Clients discover this backend via the org.matrix.msc4143.rtc_foci key in Synapse's .well-known/matrix/client. The call UI itself is the embedded call.element.io SPA — it is not self-hosted; only the backend is.

Architecture

┌─ wss 443 ─ Traefik ─ Host(matrix-rtc.helix9.org) ─┐
client ─────────┤ /livekit/jwt/* → lk-jwt-service :8080 (StripPrefix)
│ /livekit/sfu/* → livekit :7880 (StripPrefix, ws)
└───────────────────────────────────────────────────┘
client ── UDP 50000-60000 ─► home line 79.246.151.97 (pppoe0 DNAT) ─► livekit (DIRECT, bypasses VPS+Traefik)
client ── TCP 7881 (ICE fallback) ─► home line ─► livekit

lk-jwt-service ── OpenID validation ──► matrix.helix9.org (federation API)

Asymmetric path (intentional):

  • Signaling (wss + JWT) enters via the VPS 152.53.173.192 → IPsec → Traefik (matrix-rtc.helix9.org resolves to the VPS, like all other ingress).
  • Media (RTP/UDP) flows directly over the home line pppoe0 (79.246.151.97), not through the VPS. matrixrtc's outbound default route is the home line, so LiveKit's use_external_ip: true auto-detects 79.246.151.97 and advertises it as the ICE candidate — which is exactly where the home-line DNAT delivers media. Keeps real-time video off the VPS/IPsec tunnel (better latency, no VPS bandwidth cost, no MTU 1400 issue).

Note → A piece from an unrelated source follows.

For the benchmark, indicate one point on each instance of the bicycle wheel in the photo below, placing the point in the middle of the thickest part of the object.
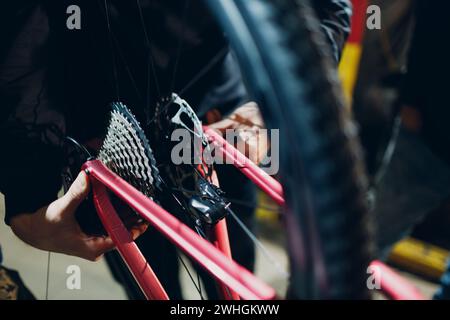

⚠️ Dynamic-IP caveat: the home line IP is dynamic. On a reconnect/IP change LiveKit keeps advertising the old IP until restarted → media breaks (signaling via the static VPS keeps working). A nightly livekit-restart.timer (05:00, deployed by the role) restarts LiveKit so use_external_ip re-detects the current IP, covering Telekom's overnight forced reconnect. For an off-cycle change, restart manually: ssh matrixrtc 'systemctl restart livekit'. NAT/firewall need no change — rules key on inbound-interface pppoe0, not the IP.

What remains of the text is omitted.